New
#21
Ok, Day 7, and this is where I'm at:
Acronis failed to see my new Seagate Disk in Windows
The Seagate does not show in Disk Management (post #7)
The Seagate does show in BIOS (post #5)
I tried using Seagate Disk Wizard to clone from the CD, but the software failed to see the HDD
I tried using Paragon Restore Disk to backup and restore from one to the other, but Paragon failed to see the HDD
I went old school and tried Diskpart but it failed to see the new disk, only the old disk:
Disk 0 Online Size 465GB Free 7168kb Dyn blank GPT blank
I downloaded Win 10 and created a bootable USB using PowerISO (which I'm familiar with) but the PC failed to boot from the USB. There is no "boot from USB" option in the BIOS and the USB does not show up in the list of Bootable Options.*
I did not burn Win 10 to Disk. I have a Win 7 Disk. When I tried installing Win 7 it failed to see my new HDD.

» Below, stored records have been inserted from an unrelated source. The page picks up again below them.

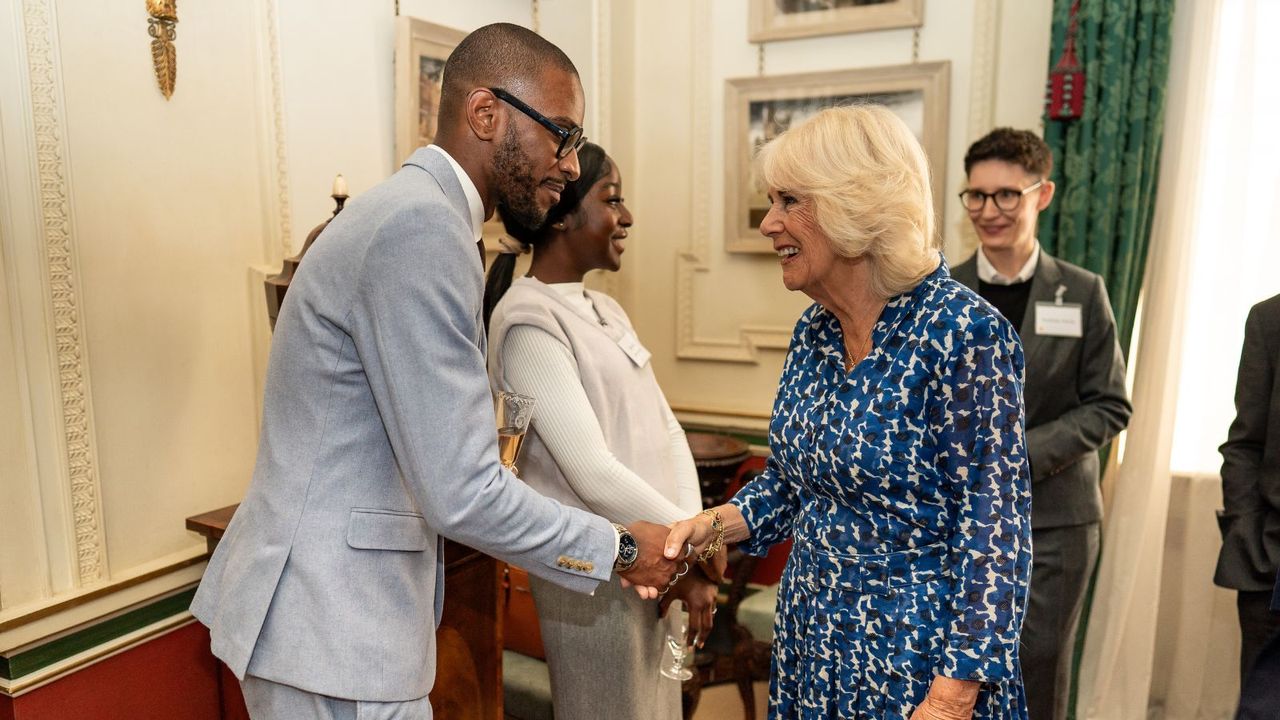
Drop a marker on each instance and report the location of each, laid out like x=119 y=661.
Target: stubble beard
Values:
x=517 y=187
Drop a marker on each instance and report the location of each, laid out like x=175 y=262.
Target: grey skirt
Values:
x=604 y=652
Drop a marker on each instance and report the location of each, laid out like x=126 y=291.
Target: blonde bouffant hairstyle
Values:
x=868 y=182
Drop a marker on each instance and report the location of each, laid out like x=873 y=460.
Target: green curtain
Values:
x=1106 y=162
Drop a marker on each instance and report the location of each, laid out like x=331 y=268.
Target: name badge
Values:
x=1055 y=319
x=630 y=343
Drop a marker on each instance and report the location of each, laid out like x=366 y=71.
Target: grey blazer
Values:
x=1251 y=461
x=1074 y=393
x=378 y=438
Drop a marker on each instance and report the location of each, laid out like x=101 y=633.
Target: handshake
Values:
x=664 y=555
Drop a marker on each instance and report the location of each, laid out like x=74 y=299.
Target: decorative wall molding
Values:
x=280 y=158
x=694 y=260
x=55 y=217
x=982 y=76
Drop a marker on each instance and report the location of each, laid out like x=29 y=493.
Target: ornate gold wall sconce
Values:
x=160 y=27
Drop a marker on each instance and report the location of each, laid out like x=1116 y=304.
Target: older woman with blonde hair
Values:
x=897 y=458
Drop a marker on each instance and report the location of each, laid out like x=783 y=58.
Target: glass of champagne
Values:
x=677 y=654
x=513 y=411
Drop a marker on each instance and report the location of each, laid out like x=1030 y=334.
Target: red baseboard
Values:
x=172 y=677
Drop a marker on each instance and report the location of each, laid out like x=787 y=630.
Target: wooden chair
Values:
x=748 y=613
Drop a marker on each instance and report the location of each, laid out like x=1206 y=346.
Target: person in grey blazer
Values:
x=378 y=431
x=1074 y=392
x=1251 y=484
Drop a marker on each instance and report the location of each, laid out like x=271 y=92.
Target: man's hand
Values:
x=698 y=593
x=949 y=700
x=652 y=570
x=695 y=532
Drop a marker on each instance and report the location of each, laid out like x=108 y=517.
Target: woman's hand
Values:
x=949 y=700
x=698 y=532
x=699 y=597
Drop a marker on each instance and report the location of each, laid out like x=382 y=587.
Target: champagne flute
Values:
x=513 y=411
x=676 y=654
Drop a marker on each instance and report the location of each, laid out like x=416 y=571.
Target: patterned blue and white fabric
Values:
x=905 y=487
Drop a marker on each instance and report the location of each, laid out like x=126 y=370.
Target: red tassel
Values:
x=1065 y=99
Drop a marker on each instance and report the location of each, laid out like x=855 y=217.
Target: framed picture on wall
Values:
x=421 y=49
x=758 y=109
x=785 y=19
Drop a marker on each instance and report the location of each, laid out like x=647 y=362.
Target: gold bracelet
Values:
x=718 y=528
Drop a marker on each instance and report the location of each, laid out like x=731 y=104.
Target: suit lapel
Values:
x=439 y=169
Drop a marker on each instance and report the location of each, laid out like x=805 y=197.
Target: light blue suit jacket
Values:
x=378 y=438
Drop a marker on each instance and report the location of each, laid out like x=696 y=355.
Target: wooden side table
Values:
x=717 y=458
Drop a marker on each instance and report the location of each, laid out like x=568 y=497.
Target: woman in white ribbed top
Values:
x=603 y=438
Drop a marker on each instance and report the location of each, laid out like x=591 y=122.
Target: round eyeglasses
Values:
x=1006 y=199
x=571 y=139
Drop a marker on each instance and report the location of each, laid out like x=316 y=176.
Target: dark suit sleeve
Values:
x=1104 y=409
x=1243 y=490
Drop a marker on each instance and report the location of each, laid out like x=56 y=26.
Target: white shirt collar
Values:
x=988 y=273
x=469 y=188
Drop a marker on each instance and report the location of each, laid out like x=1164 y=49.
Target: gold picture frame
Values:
x=421 y=49
x=757 y=109
x=787 y=19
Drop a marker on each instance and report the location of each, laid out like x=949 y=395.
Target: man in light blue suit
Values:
x=378 y=428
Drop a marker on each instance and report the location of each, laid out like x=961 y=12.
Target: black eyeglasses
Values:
x=571 y=139
x=1006 y=199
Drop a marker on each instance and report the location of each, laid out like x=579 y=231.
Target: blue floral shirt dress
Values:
x=906 y=490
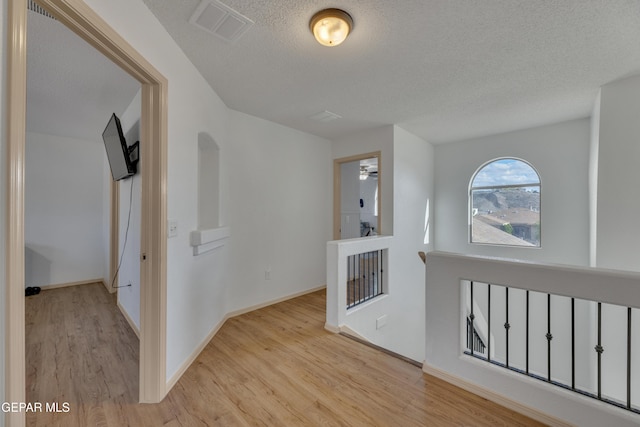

I downloaded Seagate's Seatools onto a bootable USB but got "Reboot & Select Proper Boot Device." So I burned Seatools to Disk. The program got as far as "copying to RAM C:" "unzipping," then it crashes. I get a purple and a green line of random characters.
I can't run Seatools in Windows because windows will only boot in AHCI, but in AHCI the BIOS cannot see the Seagate. The BIOS can only see the Seagate in IDE, but Windows will not boot in IDE. I tried and failed to revert Windows to IDE with reg hacks.
The BIOS is set to legacy not UEFI.
Can I boot from a PCI SATA III card? Is there a difference between PCI Sata Cards? For example is a cheap unbranded card more likely to create compatibly problems?
I am borrowing an old PC on Thursday (G41? H41 can't remember, DDR2 definately) I will try the Seagate in that on Thursday night. IIRC the Seagate didn't show up at all in a HP Pavilion S3220 UK.
40 posts! Thanks you for all your suggestions. :)
*Seriously? Are you freakin' kiddin' me?? What post '98 MB doesn't have that option?? I'm steering clear of these guys in future.